After M.I.T., he spent 18 months in a graduate physics program at Columbia University, but he said he was not really happy there. He wanted to be an experimental scientist and there was no opportunity at Columbia, so he quit and went back to Canada.
The next summer, he was offered a job writing about science for an institute in Boulder, where he could also take summer courses.
One night he wound up at a party talking to George Gamow, a well-known physicist, cosmologist and writer. Dr. Altman explained that he was dissatisfied with physics but fascinated with biophysics. Dr. Gamow suggested that he go to the University of Colorado in Denver, which had a good biophysics department.
Dr. Altman went down the next day and met Leonard Lerman, a scientist who was known for his work on DNA and who was then doing research at the university’s medical center. The two agreed that Dr. Altman would enter the Colorado graduate program as one of Dr. Lerman’s students.
Under Dr.
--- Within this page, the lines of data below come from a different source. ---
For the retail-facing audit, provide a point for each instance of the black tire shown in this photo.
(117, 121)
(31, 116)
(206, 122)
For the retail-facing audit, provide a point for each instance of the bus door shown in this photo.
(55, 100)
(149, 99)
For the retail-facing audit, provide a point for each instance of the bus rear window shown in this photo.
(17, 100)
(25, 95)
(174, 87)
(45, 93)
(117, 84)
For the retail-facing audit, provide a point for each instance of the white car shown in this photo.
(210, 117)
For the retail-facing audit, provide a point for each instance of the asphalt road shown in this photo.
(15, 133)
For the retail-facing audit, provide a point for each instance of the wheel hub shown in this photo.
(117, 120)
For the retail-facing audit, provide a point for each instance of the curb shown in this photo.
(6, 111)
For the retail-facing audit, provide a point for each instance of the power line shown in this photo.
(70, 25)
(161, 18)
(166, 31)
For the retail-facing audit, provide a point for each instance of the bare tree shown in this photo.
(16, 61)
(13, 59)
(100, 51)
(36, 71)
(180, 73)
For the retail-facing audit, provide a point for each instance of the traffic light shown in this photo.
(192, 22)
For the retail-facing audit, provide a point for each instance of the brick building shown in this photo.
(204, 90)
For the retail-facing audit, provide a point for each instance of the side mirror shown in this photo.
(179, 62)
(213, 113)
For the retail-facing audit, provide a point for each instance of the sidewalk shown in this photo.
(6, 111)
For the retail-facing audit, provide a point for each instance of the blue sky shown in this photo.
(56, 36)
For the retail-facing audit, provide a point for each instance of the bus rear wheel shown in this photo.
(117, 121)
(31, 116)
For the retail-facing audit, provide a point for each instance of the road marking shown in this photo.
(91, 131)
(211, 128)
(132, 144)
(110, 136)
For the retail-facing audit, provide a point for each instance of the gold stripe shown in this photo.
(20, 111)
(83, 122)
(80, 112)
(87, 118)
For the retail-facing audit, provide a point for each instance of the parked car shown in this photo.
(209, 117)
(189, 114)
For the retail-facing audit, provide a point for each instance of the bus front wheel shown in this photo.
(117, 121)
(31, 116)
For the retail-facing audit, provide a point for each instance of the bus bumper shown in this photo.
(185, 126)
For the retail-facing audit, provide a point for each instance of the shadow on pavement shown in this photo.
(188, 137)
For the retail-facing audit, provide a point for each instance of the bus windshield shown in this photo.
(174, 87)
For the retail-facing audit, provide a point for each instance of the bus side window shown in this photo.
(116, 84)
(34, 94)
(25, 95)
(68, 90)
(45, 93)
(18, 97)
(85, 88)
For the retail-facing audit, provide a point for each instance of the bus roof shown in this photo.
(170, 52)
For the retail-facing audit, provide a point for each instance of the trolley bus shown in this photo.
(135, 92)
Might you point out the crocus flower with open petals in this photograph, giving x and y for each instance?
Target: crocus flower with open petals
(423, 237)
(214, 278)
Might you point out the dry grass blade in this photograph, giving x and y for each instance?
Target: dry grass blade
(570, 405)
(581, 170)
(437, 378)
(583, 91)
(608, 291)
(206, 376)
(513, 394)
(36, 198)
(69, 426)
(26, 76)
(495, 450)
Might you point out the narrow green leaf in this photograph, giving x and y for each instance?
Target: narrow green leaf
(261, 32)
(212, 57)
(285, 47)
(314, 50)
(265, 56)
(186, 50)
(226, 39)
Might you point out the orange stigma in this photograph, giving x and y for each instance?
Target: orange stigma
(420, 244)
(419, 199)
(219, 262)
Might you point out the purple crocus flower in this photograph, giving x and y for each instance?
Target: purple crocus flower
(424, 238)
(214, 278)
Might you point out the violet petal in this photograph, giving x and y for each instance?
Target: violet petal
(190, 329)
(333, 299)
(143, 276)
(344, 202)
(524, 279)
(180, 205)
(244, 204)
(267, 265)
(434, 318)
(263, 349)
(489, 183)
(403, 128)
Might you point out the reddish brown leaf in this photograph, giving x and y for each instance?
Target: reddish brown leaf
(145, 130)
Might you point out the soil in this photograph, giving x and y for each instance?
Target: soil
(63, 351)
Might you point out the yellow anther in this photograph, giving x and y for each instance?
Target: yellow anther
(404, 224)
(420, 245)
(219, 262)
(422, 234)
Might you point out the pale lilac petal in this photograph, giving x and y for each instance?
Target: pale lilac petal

Lerman, Dr. Altman found his direction. He obtained a doctorate in biophysics in 1967 and then a fellowship to Harvard, where he worked in the laboratory of the distinguished molecular biologist Mathew Stanley Meselson.
Two years later, Dr. Altman had the chance to join the Medical Research Council Laboratory of Molecular Biology in Cambridge, England. The lab was led by two of the most renowned scientists in the field: Sydney Brenner, who would be a Nobel laureate, in 2002, and Francis Crick, who had helped decode the structure of DNA, a landmark work for which he shared the 1962 Nobel Prize in Physiology or Medicine.
“I felt as if I was joining the equivalent of Bohr’s group in Copenhagen in the 1920s,” Dr. Altman wrote, referring to Niels Bohr, the Danish physicist who laid the foundation for understanding the structure of the atom. “It turned out to be scientific heaven.”
Dr. Altman worked in Cambridge until 1971, when his work on transfer RNA led him to Yale as an assistant professor. He worked there for the rest of his career, serving as chairman of the biology department from 1983 to 1985 and dean of Yale College from 1985 to 1988.
Dr. Altman, who was Jewish, was involved in the Judaic studies program at Yale and was an honorary trustee of the university’s Joseph Slifka Center for Jewish Life.
He became a United States citizen in 1984 but retained his Canadian citizenship.
Shortly after he arrived at Yale, Dr. Altman married Anne Korner, a molecular biologist. The marriage ended in divorce in 2018. He is survived by their two children, Daniel and Leah, and four grandchildren.
Dr. Altman once told Yale News that in the biological sciences, “so much of what we observe is still far beyond our grasp.”
“Thus,” he added, “an ‘elegant’ experiment in the biological sciences (as in most of science) is one that tests one specific prediction in a way that allows the result of that prediction to stand above the noisy background of secondary phenomena.”